Being now 31, marriage and children are a slim prospect. Once you are over 30 in China, as a woman it becomes very difficult to find a partner. Your parents generally put a lot of pressure on you to find a partner to marry and have children up until this point. And then if it does not happen by 30, they tend to leave you alone. Assuming that you are some reject of society, adding to your sense of failure. So harsh. 
Being in love is not even a priority. It seems loveless marriages are very common, the most important thing is to just be married; being in love is arbitrary. And of course you are pressured to have children, but you better hope it is a boy. You also can not have an ultrasound in China to determine the sex of your child. I could only imagine the extreme rates of abortion if this were the case. 
Divorce is becoming more popular, apparently only this year it is becoming more common to separate from the confines of a loveless or troublesome marriage. But this could spell more problems for women; once separated, according to my friend, there are no obligations for the man to pay child support or provide any financial support to his ex partner. This opens up a myriad of problems for children, women and society in general.
Leo had travelled all around Turkey and was a lovely woman. She was friendly, intelligent, kind, thoughtful, and exuded an inner strength I found very appealing. Her story made me feel pensive, and I felt so much gratitude for the privileged lifestyle I lead. Although I have lost my parents I was raised with so much love and connection and care. I felt so much gratitude for the abundant love I still feel from my dearly loved Mum and Dad, and I realised how lucky I am.
My friend Leo, I took this photo outside the cutest little mosque in Istanbul where we walked around for the day.
My friend Leo, I took this photo outside the cutest little mosque in Istanbul where we walked around for the day.
In some aspects I envied Leo and her position on being single. She had ruled out the whole “getting married having children” conundrum us single women face. We wonder ‘will I ever get married?’ ‘Will I ever have children?’ These are open ended unanswerable mysterious questions right now for me. But for Leo, she knows the answer. No. She will not. She will simply focus on enjoying her work as an engineer, and plan for her travels every year; for which she can only enjoy 2 short weeks at a time. 
At the end of her story, I looked at her straight in the eye and said,’Leo, you should move to Australia’. As an Australian, women have so many more opportunities, freedoms and a better lifestyle.

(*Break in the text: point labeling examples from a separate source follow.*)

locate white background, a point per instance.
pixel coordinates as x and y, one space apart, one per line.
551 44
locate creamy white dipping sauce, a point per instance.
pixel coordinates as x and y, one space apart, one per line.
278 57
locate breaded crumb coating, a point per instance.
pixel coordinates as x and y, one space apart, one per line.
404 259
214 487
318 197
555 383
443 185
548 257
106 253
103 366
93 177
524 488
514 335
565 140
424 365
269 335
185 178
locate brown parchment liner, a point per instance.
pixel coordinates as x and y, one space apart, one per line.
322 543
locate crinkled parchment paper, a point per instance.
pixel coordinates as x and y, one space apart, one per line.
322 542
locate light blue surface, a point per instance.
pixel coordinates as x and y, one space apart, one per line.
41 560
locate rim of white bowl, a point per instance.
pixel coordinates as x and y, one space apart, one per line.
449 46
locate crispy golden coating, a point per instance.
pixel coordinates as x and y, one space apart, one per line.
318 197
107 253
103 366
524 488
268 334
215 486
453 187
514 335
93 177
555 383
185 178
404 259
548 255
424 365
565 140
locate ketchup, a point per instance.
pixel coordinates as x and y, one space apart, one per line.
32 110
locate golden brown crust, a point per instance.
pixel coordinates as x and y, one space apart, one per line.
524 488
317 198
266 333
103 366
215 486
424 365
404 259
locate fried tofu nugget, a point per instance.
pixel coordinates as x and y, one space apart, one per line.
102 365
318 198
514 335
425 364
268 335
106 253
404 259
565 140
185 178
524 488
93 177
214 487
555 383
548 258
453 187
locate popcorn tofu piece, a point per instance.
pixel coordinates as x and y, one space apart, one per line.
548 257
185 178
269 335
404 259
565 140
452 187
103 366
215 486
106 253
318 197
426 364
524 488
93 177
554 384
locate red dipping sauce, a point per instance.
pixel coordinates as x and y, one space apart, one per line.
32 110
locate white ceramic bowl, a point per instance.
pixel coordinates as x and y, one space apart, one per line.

There would even be a much higher possibility of her finding a more suitable partner and even having children if she so wanted to. We are not all put on the shelf at the age of 30, lucky for me, and us Australian women, we have a lot to be grateful for.
Everyone has a story. I was lucky to learn from Leo, she is brave, strong and courageous like the lion image I chose for her. I wish her the very best in her life, and I hope our paths can cross one day again in the future. Perhaps in Australia?

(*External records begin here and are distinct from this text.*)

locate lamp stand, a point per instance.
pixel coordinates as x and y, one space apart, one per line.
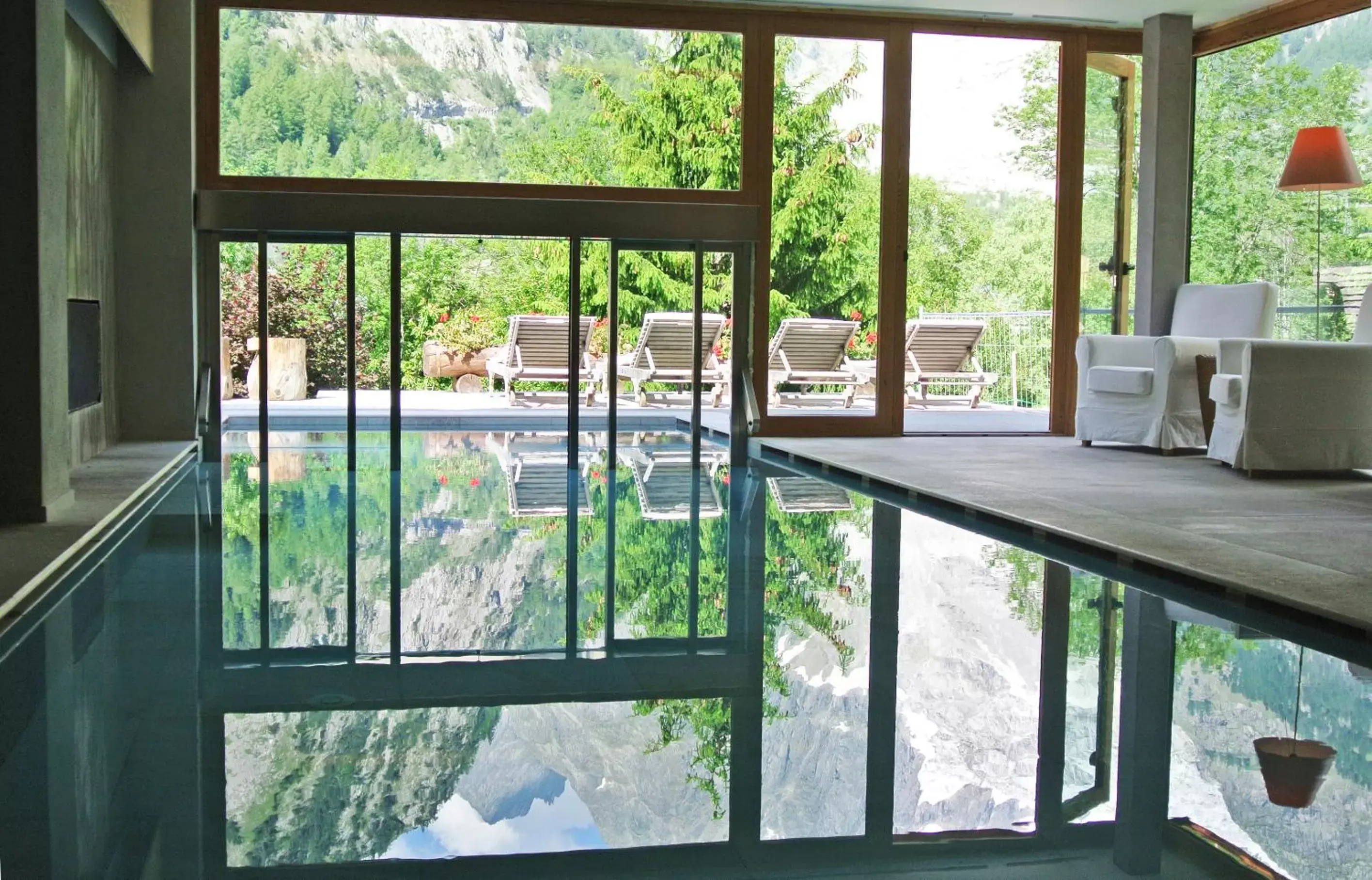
1319 223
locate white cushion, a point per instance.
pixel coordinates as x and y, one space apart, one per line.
1120 379
1227 389
1226 311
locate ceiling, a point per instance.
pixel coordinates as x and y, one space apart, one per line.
1101 13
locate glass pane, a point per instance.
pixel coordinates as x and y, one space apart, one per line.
983 162
400 98
374 444
239 439
306 469
1102 205
967 681
815 660
485 514
437 783
1250 102
826 205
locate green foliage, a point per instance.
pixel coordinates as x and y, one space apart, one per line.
624 113
825 202
1249 105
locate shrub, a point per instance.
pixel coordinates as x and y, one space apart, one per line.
306 300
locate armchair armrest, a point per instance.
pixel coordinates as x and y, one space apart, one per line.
1231 356
1308 385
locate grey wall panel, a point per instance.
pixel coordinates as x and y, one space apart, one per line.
154 235
90 109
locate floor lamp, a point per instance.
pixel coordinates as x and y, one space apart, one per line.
1322 161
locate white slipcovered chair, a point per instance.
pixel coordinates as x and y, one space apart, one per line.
1142 391
1285 406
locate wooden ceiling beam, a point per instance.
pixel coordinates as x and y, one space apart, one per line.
1270 21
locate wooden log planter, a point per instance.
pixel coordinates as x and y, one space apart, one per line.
464 368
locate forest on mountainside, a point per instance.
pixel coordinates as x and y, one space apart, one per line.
319 95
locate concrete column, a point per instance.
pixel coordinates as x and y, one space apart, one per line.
35 482
1164 171
1145 734
154 233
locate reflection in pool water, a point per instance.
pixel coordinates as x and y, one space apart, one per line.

What age is it common in your country where women can no longer marry and have children?
Love Anita xx

8 thoughts on “Leo: A Chinese story of strength and courage.

  1. Lovely and well-told story – thank you for sharing and I wish your friend Leo the best of luck!

    In my country I don’t think anyone considers any age for a woman truly “expired” or “best before passed”. I know people who had their first child in their 40s, although much later than that could pose a health-risk.